Special issue: Risk and uncertainty estimation in natural hazards

Nat. Hazards Earth Syst. Sci., 18, 969-982, 2018
https://doi.org/10.5194/nhess-18-969-2018
© Author(s) 2018. This work is distributed under
the Creative Commons Attribution 3.0 License.

Research article 27 Mar 2018

Research article | 27 Mar 2018

A physics-based probabilistic forecasting model for rainfall-induced shallow landslides at regional scale

Shaojie Zhang1, Luqiang Zhao2, Ricardo Delgado-Tellez3, and Hongjun Bao4 Shaojie Zhang et al.
  • 1Key Laboratory of Mountain Hazards and Earth Surface Process, Institute of Mountain Hazards and Environment, Chinese Academy of Sciences, Chengdu 610041, China
  • 2Public Meteorological Service Center, China Meteorological Administration, Beijing 100081, China
  • 3Nipe Sagua Baracoa Mountain Office, Ministry of Science, Technology and Environment of Cuba, Guantanamo, Cuba
  • 4National Meteorological Center, China Meteorological Administration, Beijing 100081, China

Abstract.

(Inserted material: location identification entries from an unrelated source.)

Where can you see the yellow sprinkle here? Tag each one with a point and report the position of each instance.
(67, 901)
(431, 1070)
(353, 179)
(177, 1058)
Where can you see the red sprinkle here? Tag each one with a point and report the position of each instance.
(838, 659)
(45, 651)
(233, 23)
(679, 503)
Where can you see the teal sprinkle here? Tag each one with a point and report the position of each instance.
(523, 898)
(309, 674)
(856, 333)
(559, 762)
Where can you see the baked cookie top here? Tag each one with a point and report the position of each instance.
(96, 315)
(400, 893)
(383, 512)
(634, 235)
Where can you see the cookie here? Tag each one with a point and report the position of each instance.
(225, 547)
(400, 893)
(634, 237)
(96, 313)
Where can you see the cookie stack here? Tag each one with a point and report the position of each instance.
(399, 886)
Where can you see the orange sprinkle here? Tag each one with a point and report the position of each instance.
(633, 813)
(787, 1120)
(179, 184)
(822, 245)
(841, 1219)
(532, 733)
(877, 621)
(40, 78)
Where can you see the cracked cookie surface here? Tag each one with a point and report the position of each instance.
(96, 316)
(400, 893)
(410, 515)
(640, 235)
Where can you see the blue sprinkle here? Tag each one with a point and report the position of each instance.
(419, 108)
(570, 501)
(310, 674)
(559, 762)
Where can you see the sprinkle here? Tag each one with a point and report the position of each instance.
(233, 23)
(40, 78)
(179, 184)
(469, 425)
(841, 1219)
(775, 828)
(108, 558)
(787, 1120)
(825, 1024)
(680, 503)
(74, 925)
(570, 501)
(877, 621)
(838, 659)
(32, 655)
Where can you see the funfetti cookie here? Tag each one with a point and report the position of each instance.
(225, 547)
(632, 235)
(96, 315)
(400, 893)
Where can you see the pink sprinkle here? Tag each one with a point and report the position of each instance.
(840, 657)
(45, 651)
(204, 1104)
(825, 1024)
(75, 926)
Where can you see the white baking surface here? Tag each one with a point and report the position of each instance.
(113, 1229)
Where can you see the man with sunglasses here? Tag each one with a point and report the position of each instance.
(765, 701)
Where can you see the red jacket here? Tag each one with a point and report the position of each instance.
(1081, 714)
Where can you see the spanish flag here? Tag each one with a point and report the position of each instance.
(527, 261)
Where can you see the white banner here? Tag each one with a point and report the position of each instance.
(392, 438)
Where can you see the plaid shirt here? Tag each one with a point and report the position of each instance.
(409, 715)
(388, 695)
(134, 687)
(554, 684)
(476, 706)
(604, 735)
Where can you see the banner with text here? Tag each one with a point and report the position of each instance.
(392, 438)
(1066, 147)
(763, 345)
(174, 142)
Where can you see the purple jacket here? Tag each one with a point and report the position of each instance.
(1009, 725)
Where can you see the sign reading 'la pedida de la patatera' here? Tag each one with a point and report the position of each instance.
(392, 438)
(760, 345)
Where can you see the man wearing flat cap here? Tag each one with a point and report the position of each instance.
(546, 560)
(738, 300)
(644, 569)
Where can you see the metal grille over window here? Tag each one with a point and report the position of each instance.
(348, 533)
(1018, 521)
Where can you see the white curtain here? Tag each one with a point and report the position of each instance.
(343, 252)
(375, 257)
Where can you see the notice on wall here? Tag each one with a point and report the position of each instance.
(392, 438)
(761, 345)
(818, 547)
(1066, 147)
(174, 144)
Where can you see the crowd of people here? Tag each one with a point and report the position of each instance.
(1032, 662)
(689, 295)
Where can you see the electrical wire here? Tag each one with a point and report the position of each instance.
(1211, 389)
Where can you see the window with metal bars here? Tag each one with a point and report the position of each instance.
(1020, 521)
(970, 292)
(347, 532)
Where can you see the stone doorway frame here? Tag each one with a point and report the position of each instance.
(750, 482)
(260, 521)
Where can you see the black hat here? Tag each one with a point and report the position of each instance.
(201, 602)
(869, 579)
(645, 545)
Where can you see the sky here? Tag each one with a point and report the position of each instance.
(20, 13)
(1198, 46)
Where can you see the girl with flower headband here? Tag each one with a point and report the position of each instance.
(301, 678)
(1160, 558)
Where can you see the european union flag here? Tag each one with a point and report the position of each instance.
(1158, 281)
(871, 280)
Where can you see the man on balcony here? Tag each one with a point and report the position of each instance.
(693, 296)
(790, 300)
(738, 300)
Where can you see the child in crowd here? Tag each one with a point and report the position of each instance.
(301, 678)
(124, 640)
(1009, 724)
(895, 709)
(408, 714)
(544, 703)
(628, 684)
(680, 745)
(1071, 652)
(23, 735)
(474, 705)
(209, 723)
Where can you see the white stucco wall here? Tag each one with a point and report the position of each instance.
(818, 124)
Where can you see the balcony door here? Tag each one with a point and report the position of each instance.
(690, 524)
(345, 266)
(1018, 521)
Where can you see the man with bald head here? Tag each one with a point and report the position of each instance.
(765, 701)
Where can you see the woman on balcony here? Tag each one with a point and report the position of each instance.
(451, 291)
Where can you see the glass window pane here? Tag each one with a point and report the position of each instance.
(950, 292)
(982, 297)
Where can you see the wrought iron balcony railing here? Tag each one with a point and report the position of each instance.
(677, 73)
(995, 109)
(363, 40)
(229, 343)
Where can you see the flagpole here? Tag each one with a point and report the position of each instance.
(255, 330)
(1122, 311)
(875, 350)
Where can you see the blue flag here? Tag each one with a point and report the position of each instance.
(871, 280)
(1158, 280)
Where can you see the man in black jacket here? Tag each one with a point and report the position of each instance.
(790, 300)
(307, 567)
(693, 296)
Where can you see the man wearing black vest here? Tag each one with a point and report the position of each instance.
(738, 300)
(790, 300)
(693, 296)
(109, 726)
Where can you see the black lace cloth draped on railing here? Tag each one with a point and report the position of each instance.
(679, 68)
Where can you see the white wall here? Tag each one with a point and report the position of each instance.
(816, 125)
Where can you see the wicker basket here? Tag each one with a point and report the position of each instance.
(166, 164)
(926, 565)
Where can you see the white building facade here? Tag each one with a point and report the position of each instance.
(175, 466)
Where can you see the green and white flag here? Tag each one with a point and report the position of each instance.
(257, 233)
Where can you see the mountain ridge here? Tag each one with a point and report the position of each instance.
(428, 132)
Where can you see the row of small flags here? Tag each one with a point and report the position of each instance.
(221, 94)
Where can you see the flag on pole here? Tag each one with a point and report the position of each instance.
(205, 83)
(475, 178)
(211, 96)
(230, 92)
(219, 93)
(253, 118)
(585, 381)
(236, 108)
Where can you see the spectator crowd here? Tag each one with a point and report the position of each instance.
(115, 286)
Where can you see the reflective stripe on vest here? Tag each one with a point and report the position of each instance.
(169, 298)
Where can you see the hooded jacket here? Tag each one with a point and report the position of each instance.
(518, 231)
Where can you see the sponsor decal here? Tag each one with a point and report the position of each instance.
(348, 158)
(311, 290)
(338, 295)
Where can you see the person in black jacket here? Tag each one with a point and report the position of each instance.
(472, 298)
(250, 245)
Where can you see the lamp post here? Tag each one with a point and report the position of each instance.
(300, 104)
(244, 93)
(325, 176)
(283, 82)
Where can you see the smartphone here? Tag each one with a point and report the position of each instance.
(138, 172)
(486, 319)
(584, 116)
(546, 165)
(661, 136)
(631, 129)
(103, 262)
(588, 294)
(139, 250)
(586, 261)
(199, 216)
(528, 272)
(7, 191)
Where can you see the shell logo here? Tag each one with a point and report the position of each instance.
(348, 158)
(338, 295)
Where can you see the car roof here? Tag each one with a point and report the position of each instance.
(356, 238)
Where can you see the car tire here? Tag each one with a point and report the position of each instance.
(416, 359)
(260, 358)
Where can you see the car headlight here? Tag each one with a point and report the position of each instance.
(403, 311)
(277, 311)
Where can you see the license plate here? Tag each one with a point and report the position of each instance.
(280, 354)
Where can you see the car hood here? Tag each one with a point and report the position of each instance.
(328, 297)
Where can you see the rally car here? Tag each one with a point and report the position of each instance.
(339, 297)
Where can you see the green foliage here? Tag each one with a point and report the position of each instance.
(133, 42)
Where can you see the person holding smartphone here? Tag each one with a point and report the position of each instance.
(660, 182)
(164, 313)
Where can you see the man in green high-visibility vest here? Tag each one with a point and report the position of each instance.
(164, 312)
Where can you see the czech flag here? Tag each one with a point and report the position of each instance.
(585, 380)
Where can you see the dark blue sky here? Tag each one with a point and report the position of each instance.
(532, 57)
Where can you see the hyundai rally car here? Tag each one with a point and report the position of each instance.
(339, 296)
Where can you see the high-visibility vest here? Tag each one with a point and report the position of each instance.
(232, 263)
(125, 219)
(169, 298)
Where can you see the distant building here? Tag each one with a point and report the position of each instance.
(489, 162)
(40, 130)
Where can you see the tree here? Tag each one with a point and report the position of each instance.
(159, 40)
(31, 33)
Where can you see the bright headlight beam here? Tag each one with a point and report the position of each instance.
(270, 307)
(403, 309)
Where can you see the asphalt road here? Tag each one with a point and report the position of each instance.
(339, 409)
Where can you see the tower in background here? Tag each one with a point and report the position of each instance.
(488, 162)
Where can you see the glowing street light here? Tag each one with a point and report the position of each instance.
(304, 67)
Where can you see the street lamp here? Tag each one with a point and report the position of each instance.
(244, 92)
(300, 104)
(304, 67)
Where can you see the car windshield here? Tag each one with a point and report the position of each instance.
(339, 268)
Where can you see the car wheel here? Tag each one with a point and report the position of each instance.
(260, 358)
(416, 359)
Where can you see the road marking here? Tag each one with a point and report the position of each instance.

Conventional outputs of physics-based landslide forecasting models are presented as deterministic warnings by calculating the safety factor (Fs) of potentially dangerous slopes. However, these models are highly dependent on variables such as cohesion force and internal friction angle which are affected by a high degree of uncertainty especially at a regional scale, resulting in unacceptable uncertainties of Fs. Under such circumstances, the outputs of physical models are more suitable if presented in the form of landslide probability values. In order to develop such models, a method to link the uncertainty of soil parameter values with landslide probability is devised. This paper proposes the use of Monte Carlo methods to quantitatively express uncertainty by assigning random values to physical variables inside a defined interval. The inequality Fs < 1 is tested for each pixel in n simulations which are integrated in a unique parameter. This parameter links the landslide probability to the uncertainties of soil mechanical parameters and is used to create a physics-based probabilistic forecasting model for rainfall-induced shallow landslides. The prediction ability of this model was tested in a case study, in which simulated forecasting of landslide disasters associated with heavy rainfalls on 9 July 2013 in the Wenchuan earthquake region of Sichuan province, China, was performed. The proposed model successfully forecasted landslides in 159 of the 176 disaster points registered by the geo-environmental monitoring station of Sichuan province. Such testing results indicate that the new model can be operated in a highly efficient way and show more reliable results, attributable to its high prediction accuracy. Accordingly, the new model can be potentially packaged into a forecasting system for shallow landslides providing technological support for the mitigation of these disasters at regional scale.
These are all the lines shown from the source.